Icebreaker

La nature, ma nature

Lorsque Icebreaker est née, Jeremy Moon, fonçait tête baissée sans réfléchir. Le jeune homme fauché de 24 ans était poussé par la passion de réaliser ce qui lui semblait possible. Cette ambition a vu le jour grâce à sa rencontre

avec un éleveur de moutons mérinos.

« Nous étions à table et il m’a montré un T-shirt en laine mérinos qu’il avait fabriqué lui-même. Le toucher était vraiment doux et voluptueux. Rien à voir avec la laine traditionnelle. Encore mieux : le T-shirt pouvait être lavé en machine plutôt qu’à la main, mais il n’en restait pas moins soyeux, doux et léger, contrairement à la laine lourde qui gratte. Et c’est là que je me suis dit : “Wow ! C’est une matière naturelle magnifique, pratique et agréable. Un tel produit rencontrerait un succès incroyable à travers le monde.” »

Armé de sa devise « ça va marcher si je ne foire pas tout » et d’une dissertation qu’il avait écrite à l’université d’Otago intitulée « Pourquoi les sociétés échouent-elles ? », Moon se mit en tête de trouver comment « ne pas tout faire foirer ».

« Je me suis souvenu de trois choses sur ces sociétés : elles ont manqué de capitaux, elles n’avaient pas d’expérience de management et de gestion, leur produit ne se démarquait pas et elles se sont retrouvées à tout axer sur le prix.

« Avec huit investisseurs, j’ai rassemblé un capital de départ de 200 000 $ ; assez pour nous permettre de démarrer, mais pas suffisamment pour se reposer sur ses lauriers et penser qu’un business peut réussir avant même de l’avoir lancé. Ensuite, j’ai mis en place un comité de direction parce que je n’avais aucune expertise dans le management des entreprises, que mon expérience personnelle était limitée et que j’avais besoin de quelques “têtes grisonnantes” et expérimentées autour de moi pour modérer ma passion et ma testostérone.
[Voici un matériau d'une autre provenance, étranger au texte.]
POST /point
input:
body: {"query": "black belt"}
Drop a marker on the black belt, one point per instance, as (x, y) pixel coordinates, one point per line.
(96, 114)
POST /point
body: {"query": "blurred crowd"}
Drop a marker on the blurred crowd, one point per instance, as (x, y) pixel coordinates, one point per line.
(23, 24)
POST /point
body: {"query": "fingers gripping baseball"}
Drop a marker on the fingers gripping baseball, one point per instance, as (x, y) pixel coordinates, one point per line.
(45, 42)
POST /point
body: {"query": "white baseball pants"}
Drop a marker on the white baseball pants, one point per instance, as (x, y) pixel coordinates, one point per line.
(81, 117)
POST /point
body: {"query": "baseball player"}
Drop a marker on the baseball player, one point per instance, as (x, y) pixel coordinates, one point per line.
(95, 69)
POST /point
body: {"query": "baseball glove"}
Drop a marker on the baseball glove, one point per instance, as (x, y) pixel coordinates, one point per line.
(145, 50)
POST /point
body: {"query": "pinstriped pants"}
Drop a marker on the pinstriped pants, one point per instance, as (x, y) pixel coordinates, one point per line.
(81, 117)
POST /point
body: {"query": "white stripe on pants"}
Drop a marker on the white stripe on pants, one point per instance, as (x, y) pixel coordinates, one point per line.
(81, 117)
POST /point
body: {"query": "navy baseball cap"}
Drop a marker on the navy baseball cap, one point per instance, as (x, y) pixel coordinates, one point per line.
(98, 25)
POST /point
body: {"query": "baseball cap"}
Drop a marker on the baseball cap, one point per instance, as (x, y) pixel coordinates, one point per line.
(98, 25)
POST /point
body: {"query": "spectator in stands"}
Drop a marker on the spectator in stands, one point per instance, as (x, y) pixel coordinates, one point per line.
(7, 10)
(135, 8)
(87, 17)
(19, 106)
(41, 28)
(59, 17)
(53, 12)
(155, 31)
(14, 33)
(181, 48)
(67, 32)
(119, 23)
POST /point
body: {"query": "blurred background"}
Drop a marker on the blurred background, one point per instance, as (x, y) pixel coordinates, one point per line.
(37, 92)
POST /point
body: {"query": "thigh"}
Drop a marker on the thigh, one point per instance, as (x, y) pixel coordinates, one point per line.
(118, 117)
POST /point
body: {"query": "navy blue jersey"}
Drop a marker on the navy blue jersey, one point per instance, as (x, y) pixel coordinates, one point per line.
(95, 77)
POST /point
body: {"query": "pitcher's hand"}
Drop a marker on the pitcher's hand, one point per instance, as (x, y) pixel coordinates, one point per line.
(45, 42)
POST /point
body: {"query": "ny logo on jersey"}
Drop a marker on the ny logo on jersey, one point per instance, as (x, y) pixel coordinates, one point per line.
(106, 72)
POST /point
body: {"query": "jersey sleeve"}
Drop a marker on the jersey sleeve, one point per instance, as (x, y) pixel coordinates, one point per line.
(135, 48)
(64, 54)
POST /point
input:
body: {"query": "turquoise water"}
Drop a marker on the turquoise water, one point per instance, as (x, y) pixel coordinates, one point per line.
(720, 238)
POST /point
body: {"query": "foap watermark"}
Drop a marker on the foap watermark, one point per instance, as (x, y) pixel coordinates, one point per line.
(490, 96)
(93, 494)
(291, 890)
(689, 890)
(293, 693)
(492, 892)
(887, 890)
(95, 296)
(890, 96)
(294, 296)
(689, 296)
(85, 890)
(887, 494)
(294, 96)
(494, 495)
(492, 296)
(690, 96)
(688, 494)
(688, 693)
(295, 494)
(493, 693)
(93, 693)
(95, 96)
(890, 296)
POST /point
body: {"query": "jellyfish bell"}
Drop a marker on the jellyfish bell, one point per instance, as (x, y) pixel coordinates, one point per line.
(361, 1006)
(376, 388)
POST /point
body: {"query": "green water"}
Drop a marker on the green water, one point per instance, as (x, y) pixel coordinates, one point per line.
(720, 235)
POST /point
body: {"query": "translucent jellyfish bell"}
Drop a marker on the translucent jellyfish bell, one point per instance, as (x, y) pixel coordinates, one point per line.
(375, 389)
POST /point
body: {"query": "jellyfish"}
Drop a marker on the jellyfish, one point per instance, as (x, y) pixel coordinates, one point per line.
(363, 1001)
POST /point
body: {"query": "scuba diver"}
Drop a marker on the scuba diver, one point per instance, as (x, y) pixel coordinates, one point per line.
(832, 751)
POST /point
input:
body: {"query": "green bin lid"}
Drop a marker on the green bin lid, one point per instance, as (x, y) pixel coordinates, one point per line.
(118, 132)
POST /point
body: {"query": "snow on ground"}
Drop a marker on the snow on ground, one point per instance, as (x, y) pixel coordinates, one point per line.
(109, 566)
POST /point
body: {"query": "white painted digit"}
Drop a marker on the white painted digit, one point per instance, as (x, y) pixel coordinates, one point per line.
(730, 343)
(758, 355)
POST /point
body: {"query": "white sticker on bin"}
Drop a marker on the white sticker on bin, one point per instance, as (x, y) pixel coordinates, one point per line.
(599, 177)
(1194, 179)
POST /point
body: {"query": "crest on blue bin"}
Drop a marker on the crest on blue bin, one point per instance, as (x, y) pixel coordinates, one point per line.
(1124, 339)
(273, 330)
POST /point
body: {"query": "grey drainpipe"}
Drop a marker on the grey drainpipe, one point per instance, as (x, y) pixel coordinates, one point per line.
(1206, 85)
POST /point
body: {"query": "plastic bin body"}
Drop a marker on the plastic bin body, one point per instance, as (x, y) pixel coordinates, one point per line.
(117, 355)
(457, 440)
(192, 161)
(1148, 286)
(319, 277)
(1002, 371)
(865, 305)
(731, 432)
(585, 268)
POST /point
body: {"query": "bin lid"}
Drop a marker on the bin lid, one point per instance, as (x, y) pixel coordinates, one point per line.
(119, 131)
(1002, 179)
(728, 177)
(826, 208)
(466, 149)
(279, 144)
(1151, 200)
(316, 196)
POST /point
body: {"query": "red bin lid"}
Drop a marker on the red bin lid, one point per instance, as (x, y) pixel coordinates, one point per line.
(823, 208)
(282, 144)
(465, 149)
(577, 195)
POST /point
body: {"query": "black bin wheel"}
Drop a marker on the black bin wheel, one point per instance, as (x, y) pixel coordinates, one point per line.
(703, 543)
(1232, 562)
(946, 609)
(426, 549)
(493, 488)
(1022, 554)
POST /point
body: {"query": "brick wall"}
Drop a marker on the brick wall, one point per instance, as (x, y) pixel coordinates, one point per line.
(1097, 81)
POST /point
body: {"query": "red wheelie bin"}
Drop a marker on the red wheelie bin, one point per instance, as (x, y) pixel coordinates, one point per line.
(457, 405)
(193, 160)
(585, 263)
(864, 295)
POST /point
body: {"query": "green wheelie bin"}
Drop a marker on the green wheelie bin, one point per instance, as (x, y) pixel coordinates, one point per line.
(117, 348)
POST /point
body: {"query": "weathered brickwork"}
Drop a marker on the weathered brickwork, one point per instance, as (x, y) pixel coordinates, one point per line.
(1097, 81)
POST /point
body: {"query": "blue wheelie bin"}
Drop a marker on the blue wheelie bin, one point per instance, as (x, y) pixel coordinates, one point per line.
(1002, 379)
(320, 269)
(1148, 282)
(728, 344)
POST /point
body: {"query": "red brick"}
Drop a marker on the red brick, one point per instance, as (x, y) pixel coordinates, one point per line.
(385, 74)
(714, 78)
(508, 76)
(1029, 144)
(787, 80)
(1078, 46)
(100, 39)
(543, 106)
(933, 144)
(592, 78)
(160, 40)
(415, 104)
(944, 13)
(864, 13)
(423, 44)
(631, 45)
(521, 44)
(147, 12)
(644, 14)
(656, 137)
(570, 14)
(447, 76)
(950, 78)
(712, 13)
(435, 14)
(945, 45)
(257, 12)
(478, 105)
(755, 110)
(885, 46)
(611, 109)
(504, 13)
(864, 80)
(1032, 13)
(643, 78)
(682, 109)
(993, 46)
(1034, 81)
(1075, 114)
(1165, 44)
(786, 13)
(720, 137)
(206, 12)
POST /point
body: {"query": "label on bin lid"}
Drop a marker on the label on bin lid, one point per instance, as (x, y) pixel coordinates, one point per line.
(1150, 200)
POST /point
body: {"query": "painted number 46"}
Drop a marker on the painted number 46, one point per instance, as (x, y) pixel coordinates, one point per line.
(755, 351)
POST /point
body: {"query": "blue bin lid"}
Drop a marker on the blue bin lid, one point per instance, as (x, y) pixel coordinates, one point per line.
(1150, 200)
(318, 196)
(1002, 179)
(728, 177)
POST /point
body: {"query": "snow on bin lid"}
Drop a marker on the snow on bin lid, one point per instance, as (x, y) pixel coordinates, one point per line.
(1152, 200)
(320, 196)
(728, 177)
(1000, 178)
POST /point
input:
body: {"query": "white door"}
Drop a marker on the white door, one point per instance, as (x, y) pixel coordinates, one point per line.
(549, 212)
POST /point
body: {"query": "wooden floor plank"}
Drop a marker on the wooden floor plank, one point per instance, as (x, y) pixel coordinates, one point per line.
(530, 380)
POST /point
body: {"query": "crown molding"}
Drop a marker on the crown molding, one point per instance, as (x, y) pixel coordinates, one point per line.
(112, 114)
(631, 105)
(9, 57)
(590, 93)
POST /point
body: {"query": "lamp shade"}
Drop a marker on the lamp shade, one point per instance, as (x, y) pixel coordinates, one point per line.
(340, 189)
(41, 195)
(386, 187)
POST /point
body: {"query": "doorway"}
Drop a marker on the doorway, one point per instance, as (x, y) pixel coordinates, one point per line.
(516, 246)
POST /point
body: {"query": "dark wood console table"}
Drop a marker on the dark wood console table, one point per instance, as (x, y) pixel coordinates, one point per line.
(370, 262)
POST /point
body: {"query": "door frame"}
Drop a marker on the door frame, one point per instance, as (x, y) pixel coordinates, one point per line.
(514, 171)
Mes collaborateurs m’ont appris comment penser sur le long terme, comment prévoir, comment construire des équipes et m’ont aidé à affiner mes décisions.

« Le troisième problème concernait la manière dont nous allions investir le capital. Plus de la moitié est passée dans la conception de la marque, et le reste dans la conception du produit. »

Icebreaker

L’investissement de Moon a porté ses fruits : les clients en ont redemandé, appréciant la durabilité, le confort et l’originalité du produit. Des caractéristiques qui justifiaient largement les prix imprimés sur les étiquettes ! « La laine mérinos n’est pas donnée à tout le monde ».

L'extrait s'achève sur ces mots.